With Detroit under an Emergency Manager, half of Michigan blacks will have no elected local government


A non-racist law with wildly racial impact

Back in December of 2011, I wrote a series of pieces that showed how Michigan’s Emergency Manager Law was having a skewed negative impact on African American cities.

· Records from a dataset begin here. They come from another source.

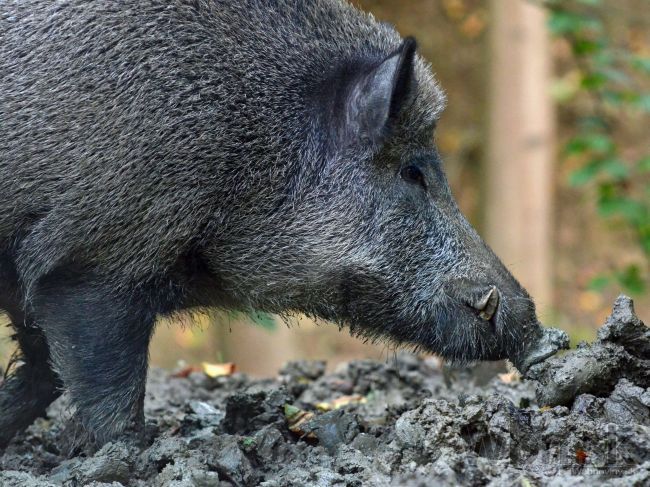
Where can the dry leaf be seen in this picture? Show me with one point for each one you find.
(296, 418)
(341, 401)
(217, 370)
(509, 377)
(186, 371)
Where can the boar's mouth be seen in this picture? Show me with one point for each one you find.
(544, 343)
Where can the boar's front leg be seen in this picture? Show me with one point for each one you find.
(98, 339)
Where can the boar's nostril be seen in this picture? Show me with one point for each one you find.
(488, 303)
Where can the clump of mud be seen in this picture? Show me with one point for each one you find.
(403, 422)
(621, 351)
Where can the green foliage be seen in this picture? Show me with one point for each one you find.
(613, 85)
(259, 318)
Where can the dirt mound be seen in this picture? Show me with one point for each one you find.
(404, 422)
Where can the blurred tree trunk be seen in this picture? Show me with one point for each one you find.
(520, 155)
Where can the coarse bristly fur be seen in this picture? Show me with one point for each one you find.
(275, 155)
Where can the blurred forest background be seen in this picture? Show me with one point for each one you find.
(546, 142)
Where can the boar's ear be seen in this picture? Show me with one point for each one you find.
(376, 99)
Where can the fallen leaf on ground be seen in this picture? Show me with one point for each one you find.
(296, 418)
(217, 370)
(341, 401)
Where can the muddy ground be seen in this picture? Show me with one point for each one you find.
(407, 421)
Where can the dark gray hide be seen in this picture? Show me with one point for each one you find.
(275, 155)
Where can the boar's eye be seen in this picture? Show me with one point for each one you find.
(413, 175)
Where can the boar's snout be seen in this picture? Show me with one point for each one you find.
(500, 311)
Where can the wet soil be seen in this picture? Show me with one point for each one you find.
(407, 421)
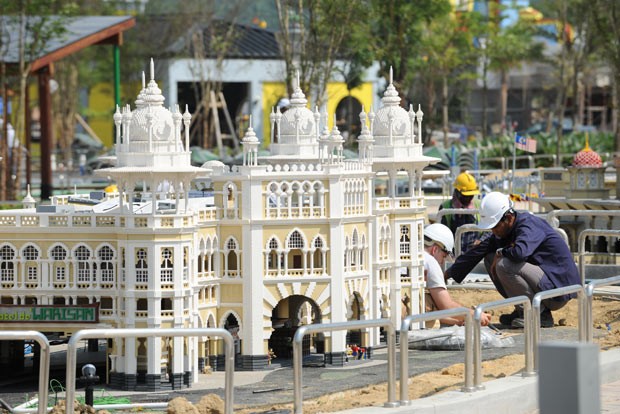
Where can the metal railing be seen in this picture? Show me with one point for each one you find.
(553, 293)
(527, 332)
(589, 293)
(44, 363)
(342, 326)
(404, 347)
(229, 353)
(553, 217)
(582, 246)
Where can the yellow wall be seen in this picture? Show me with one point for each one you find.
(101, 107)
(336, 91)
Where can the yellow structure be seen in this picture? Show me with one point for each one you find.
(259, 249)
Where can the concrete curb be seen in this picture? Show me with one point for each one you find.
(510, 395)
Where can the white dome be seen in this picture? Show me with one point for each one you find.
(298, 121)
(161, 122)
(391, 110)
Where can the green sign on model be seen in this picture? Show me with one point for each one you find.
(52, 313)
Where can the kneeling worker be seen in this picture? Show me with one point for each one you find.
(438, 245)
(524, 256)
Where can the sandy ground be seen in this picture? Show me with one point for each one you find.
(606, 315)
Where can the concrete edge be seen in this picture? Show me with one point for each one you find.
(501, 395)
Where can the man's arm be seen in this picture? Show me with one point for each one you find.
(443, 300)
(464, 264)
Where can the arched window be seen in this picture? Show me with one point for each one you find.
(142, 267)
(404, 240)
(295, 244)
(59, 255)
(106, 264)
(272, 258)
(167, 265)
(231, 257)
(31, 257)
(83, 256)
(7, 266)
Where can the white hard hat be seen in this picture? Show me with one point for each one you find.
(441, 234)
(493, 207)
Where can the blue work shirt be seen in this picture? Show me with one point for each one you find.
(530, 240)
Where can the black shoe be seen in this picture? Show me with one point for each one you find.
(507, 318)
(546, 320)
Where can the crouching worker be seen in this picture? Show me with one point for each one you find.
(524, 256)
(438, 245)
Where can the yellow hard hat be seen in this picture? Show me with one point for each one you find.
(466, 184)
(112, 188)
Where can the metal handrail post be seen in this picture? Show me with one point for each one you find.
(582, 246)
(477, 347)
(552, 293)
(341, 326)
(44, 362)
(589, 295)
(404, 347)
(229, 353)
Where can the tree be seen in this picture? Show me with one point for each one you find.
(448, 56)
(39, 21)
(505, 48)
(396, 32)
(606, 22)
(312, 36)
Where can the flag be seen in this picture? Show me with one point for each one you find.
(525, 143)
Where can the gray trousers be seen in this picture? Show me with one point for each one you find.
(518, 278)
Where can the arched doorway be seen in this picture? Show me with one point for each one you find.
(232, 326)
(288, 315)
(356, 311)
(347, 118)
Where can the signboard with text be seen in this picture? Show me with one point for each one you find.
(50, 314)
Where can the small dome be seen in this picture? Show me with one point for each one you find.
(393, 113)
(587, 157)
(162, 124)
(298, 116)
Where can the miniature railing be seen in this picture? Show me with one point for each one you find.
(229, 353)
(44, 363)
(458, 239)
(553, 293)
(589, 293)
(404, 347)
(527, 331)
(553, 217)
(343, 326)
(582, 246)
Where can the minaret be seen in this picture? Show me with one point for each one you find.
(29, 201)
(250, 147)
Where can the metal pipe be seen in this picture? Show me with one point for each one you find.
(341, 326)
(552, 293)
(589, 293)
(582, 244)
(229, 355)
(477, 346)
(404, 347)
(44, 362)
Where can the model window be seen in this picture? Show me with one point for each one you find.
(106, 256)
(167, 270)
(82, 255)
(7, 267)
(142, 268)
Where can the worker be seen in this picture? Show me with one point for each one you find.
(463, 196)
(524, 256)
(439, 245)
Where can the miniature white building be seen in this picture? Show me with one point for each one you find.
(257, 249)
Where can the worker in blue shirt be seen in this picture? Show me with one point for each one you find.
(524, 256)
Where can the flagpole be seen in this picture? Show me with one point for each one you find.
(514, 162)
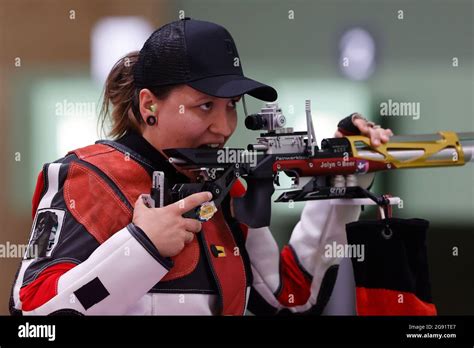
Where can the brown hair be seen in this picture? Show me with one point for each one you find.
(120, 93)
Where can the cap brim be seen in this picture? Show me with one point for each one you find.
(228, 86)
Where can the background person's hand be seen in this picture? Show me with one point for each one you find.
(165, 226)
(376, 134)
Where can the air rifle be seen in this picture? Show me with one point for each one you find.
(328, 171)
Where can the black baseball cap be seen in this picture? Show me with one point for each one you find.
(199, 54)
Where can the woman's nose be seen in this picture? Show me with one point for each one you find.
(222, 125)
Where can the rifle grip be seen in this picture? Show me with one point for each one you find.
(255, 208)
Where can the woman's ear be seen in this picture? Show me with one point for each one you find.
(148, 104)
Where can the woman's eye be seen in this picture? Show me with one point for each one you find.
(206, 106)
(233, 103)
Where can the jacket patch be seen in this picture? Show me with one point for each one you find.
(45, 233)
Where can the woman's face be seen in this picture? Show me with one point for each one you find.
(187, 118)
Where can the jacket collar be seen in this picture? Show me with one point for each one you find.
(151, 158)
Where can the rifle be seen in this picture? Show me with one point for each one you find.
(328, 171)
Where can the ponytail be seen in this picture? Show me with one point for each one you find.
(120, 93)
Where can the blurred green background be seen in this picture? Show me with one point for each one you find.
(300, 57)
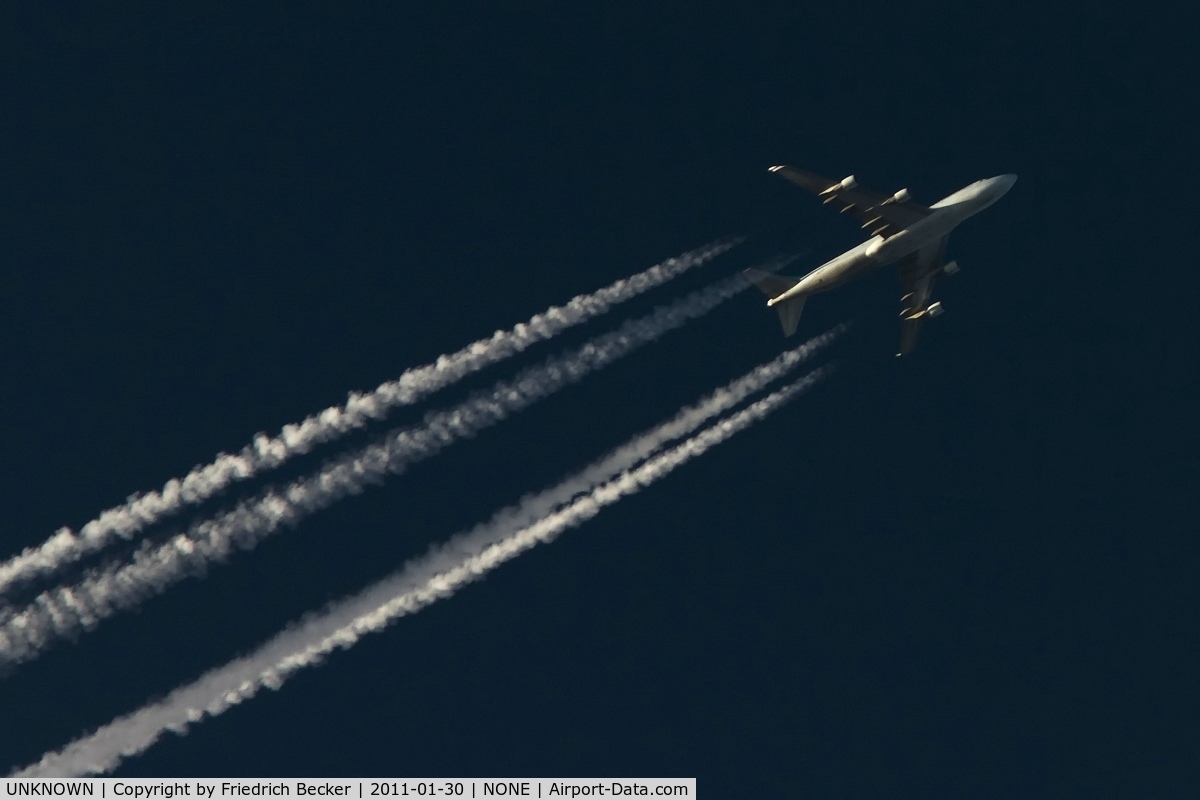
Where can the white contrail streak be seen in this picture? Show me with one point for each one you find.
(424, 581)
(67, 611)
(267, 452)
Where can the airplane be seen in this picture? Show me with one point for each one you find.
(903, 232)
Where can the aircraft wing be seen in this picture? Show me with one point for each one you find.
(918, 272)
(881, 215)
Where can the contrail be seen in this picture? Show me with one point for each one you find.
(438, 575)
(267, 452)
(67, 611)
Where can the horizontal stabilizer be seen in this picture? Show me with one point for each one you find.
(773, 286)
(769, 283)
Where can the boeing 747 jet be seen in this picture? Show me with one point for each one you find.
(903, 232)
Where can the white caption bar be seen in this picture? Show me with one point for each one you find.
(354, 788)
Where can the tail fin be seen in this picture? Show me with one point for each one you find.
(773, 286)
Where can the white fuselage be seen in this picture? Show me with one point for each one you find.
(876, 252)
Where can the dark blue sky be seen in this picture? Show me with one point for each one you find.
(969, 573)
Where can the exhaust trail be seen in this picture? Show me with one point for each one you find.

With Detroit on the verge of being assigned an Emergency Manager and with updated census data, it’s time to revisit the chart that put this law on the national radar.

If Detroit gets an Emergency Manager, 49% of the African Americans in Michigan will live in cities where their elected officials have been replaced by a single, state-appointed ruler.

Here is the data (with the African American population in Michigan updated to the correct 14.3% figure):

City Population % African American # of African Americans
Allen Park 27,921 2.1% 586
Benton Harbor 10,047 89.2% 8,962
Detroit 706,585 82.7% 584,346
Ecorse 9,414 46.4% 4,368
Flint 101,558 56.6% 57,482
Pontiac 59,887 52.1% 31,201
Total 686,945
Michigan 9,876,801 14.3% 1,412,383

[Source: U.S. Census Bureau]

If you include cities that are under consent agreements, Inkster with its 18,381 African Americans and River Rouge with 3,950, the percentage rises to 50.2% — over half.

The school districts with Emergency Managers are also in majority black cities:

  • Detroit — 82.7%
  • Highland Park — 93.5%
  • Muskegon Heights — 78.3%

As I have said in the past, this law isn’t overtly racist. However, no matter how you slice it, its impact is blatantly skewed toward African American communities. In fact, except for Allen Park and Ecorse, over half of the residents in cities with Emergency Managers and consent agreements are African Americans.

This is, plainly put, the result of decades of racial inequality in everything from education and employment to housing and economic investment. So, while the law itself isn’t racist, the causes of the situations in which the law is applied most certainly have been.